На площадке потом говорили, что он использовал последние секунды управляемости до того, как фюзеляж разломился надвое, чтобы резко набрать высоту и освободить путь двум летевшим сзади самолетам, глядя при этом вниз на многолюдную сушу и на пустое озеро и делая быстрый выбор, пока хвостовая часть не отвалилась совсем. Но большая часть толков была о том, как повела себя его жена, о том, что она не закричала и не упала в обморок (она стояла близко к комментатору, достаточно близко, чтобы микрофон уловил ее крик), а просто смотрела, не сходя с места, как разламывается фюзеляж, а потом со словами: «Чтоб тебя, Роджер! Чтоб тебя! Чтоб тебя!» — повернулась, схватила мальчика за руку и бросилась к волнолому; мальчик беспомощно мотался на коротеньких ножках между ней и репортером, который, держа его за другую руку, издавая телом легкий стук и щелк, напоминая воронье пугало в бурю, бежал развинченным своим галопом за ярким отчетливым образом любви. Возможно, он тормозил ее движение своей массой, потому что она на бегу обернулась и, метнув в него короткий бледный холодный ужасный взгляд, крикнула:
— Да будь ты проклят! Провались! Сгинь ко всем чертям!

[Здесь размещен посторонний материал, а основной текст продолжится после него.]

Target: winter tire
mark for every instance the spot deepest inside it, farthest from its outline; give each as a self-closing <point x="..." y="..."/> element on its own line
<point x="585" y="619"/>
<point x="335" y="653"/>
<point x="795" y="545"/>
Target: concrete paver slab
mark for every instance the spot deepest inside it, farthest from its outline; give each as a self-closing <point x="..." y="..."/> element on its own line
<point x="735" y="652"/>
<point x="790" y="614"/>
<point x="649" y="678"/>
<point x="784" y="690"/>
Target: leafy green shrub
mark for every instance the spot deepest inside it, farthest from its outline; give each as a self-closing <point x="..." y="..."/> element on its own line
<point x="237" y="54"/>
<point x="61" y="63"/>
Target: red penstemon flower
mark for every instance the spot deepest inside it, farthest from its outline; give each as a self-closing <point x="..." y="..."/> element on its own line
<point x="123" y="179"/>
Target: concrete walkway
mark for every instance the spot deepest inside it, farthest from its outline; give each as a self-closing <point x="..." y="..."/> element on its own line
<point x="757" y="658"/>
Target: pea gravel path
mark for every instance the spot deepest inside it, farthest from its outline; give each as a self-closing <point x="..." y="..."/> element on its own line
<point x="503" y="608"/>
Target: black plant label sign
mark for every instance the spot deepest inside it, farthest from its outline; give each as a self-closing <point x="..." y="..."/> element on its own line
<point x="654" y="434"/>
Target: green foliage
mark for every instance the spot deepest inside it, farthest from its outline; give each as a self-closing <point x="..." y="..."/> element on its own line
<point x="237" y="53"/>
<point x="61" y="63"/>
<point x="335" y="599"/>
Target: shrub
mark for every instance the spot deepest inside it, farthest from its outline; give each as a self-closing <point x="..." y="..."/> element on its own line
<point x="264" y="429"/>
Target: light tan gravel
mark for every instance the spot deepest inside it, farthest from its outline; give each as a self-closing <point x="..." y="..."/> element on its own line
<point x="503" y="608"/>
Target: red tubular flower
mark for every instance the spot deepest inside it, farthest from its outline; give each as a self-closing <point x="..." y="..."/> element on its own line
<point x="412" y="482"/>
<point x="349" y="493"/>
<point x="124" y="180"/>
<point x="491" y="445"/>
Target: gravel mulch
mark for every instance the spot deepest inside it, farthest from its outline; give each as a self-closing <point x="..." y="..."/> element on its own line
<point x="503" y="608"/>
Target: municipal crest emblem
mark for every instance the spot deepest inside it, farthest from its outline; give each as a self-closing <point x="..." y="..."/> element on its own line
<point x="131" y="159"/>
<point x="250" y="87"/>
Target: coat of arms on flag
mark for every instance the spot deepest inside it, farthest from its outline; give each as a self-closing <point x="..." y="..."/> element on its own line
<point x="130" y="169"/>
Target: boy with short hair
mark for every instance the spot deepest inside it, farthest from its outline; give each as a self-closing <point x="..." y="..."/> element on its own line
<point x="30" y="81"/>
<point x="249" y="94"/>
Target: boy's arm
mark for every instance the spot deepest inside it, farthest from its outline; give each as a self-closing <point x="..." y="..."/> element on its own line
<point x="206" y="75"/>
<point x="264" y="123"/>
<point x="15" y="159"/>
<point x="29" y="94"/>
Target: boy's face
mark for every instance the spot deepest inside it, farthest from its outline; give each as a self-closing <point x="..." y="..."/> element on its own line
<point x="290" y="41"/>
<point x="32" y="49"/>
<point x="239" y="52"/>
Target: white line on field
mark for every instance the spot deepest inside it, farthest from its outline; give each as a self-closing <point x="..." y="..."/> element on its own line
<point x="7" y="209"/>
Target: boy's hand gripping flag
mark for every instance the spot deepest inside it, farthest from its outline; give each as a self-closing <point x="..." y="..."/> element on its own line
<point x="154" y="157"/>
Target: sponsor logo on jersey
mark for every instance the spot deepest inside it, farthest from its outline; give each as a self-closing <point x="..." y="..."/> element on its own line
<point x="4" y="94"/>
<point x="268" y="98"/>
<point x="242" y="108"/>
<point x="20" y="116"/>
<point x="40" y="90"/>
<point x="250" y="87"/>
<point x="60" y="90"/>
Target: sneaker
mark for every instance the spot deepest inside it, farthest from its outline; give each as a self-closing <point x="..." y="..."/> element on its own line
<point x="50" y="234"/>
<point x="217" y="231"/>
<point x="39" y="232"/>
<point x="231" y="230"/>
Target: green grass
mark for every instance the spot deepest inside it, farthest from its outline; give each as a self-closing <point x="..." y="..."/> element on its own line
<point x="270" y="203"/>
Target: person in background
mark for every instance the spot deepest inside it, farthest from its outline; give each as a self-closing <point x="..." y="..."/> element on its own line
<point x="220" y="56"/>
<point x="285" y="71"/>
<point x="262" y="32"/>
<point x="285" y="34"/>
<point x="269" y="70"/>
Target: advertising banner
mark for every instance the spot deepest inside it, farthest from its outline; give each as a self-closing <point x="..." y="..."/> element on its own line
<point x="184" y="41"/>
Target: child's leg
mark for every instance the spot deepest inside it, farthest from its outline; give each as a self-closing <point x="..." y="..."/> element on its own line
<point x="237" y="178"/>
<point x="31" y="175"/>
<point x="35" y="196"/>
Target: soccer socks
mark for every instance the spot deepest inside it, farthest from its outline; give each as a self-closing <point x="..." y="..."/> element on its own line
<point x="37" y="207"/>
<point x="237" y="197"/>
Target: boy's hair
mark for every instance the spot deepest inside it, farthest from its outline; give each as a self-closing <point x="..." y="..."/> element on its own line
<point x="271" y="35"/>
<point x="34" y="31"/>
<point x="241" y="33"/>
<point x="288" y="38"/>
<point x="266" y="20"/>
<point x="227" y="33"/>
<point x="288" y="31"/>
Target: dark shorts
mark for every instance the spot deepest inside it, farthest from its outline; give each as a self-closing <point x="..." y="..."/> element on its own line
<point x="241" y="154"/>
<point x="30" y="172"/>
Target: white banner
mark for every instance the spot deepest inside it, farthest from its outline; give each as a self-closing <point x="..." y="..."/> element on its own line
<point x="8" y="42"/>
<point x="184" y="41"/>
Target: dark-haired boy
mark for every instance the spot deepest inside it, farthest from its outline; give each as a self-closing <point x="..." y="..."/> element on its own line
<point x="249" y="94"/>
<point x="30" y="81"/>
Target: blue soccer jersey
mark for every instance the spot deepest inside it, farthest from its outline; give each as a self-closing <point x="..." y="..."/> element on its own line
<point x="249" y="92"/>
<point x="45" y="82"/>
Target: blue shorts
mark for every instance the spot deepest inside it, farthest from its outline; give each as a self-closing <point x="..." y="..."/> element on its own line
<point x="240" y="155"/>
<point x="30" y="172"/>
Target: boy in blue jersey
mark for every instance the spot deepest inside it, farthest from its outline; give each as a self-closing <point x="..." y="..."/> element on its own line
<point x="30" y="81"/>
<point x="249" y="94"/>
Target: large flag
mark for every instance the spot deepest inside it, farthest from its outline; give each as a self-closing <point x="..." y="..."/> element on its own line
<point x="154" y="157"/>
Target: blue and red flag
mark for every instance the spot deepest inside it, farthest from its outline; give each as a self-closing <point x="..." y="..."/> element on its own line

ПЕСНЬ ЛЮБВИ ДЖ. А. ПРУФРОКА[27]
На ракушечном берегу между бульваром и слипом[28] для гидропланов стоял один из грузовиков электрической компании, а приехавшие на нем электрики устанавливали у кромки воды прожектор. Репортер, когда его увидел фотограф по кличке Стопарь, высился у пустого грузовика в окружавшей машину зоне затишья между физиономиями зевак, глядевших из-за полицейского оцепления, и всеми теми — полицейскими, газетчиками, служащими аэропорта и иными личностями, не имеющими ни полномочий, ни ясной цели, которые ухитряются проникать сквозь полицейские кордоны всюду, где произошло прилюдное несчастье, — что толпились вдоль берега. Фотограф подбежал к репортеру вялой, поникшей трусцой, аппарат вихлялся у него на боку.
— Ну дела, Боже ты мой, — сказал он. — Снял я все это, снял. Только вот чуть не вытошнило меня к чертям собачьим прямо туда, в ящик, когда я пластинки менял.